Besides teaching the kids and inspiring them to learn Chicago footwork, honestly if we didn’t do this type of work, there wouldn’t be a fifth generation of footworkers right now. You always get back what you put in. Having Goon Squad be part of certain shows like Night at the Museum or Red Bull or downtown at Millenium Park, everything is gravitating in the right way and giving these kids better opportunities to be more appreciative. It’s not just about dance; they’re looking forward to something. One of my students did a casting call and got hired to be in a TV dance show. It’s all about opportunities that mold them into being better artists.

How do you see footwork evolving in the future? Are there any new trends or ways of approaching footwork that you’re excited about?

We teach the history and the foundation, but we also give kids room to be unique. Goon Squad was initially focused on battling and not putting it back into people younger than us. There were too many egos. Now we have a completely different theme.

Before the pandemic broke, when The Era did the footwork summer camps, we opened kids’ eyes up to certain battle crews.

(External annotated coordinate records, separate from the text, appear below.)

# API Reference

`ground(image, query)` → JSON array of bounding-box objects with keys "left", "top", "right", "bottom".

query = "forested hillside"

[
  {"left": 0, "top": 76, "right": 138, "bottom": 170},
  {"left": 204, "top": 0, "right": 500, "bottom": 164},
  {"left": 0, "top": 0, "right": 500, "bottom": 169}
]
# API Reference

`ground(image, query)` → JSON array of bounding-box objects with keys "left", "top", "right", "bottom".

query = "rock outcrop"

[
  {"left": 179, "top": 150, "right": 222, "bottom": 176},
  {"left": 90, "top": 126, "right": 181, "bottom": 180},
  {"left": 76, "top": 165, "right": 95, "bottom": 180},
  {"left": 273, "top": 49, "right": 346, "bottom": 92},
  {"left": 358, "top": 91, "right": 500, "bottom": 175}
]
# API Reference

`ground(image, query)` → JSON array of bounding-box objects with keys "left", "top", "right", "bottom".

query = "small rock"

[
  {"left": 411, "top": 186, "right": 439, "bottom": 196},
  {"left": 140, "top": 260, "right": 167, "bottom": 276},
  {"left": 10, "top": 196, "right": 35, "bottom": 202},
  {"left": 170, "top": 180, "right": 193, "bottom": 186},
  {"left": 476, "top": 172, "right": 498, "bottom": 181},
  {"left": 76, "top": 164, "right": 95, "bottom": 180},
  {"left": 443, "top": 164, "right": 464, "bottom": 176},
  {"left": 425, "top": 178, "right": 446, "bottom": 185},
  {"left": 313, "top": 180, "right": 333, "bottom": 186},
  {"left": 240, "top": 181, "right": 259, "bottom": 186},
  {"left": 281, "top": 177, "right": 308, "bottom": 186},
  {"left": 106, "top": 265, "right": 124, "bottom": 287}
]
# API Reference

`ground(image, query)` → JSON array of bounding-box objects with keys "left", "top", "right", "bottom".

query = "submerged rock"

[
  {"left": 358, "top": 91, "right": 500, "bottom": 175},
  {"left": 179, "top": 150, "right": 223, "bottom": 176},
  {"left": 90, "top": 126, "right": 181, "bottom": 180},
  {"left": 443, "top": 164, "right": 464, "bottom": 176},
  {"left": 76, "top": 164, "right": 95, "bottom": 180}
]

A krump dancer named Tommy the Clown had a big competition in LA, and we kept winning until we won the whole thing for $10k, which is a big thing coming from a footwork group. In LA, the hip hop groups do flips and choreography. Krump dancers and clown dancers are really intrigued by footworking and respect it. We try to collaborate all the time, reaching out and showing love. We’re collaborating with the livestream app Caffeine and working to show that every dance has a message, especially if it’s Black dance. We can all collaborate and work together and be great.

What’s next for you? Do you have a project or focus you’d like to share more about?

My main focus now with The Era Footwork Crew is rebranding ourselves as The Era Footwork Collective. We have new projects coming up like music and shows. Vice versa with Goon Squad, we’re trying to work with more kids and bring more kids off the street. For myself personally, I’m getting ready to relaunch The Ring. Those are my main three focuses when I’m not taking care of my own kids.

Ptop sits on a stool and looks into the camera. He is wearing sporty clothing against a gray backdrop.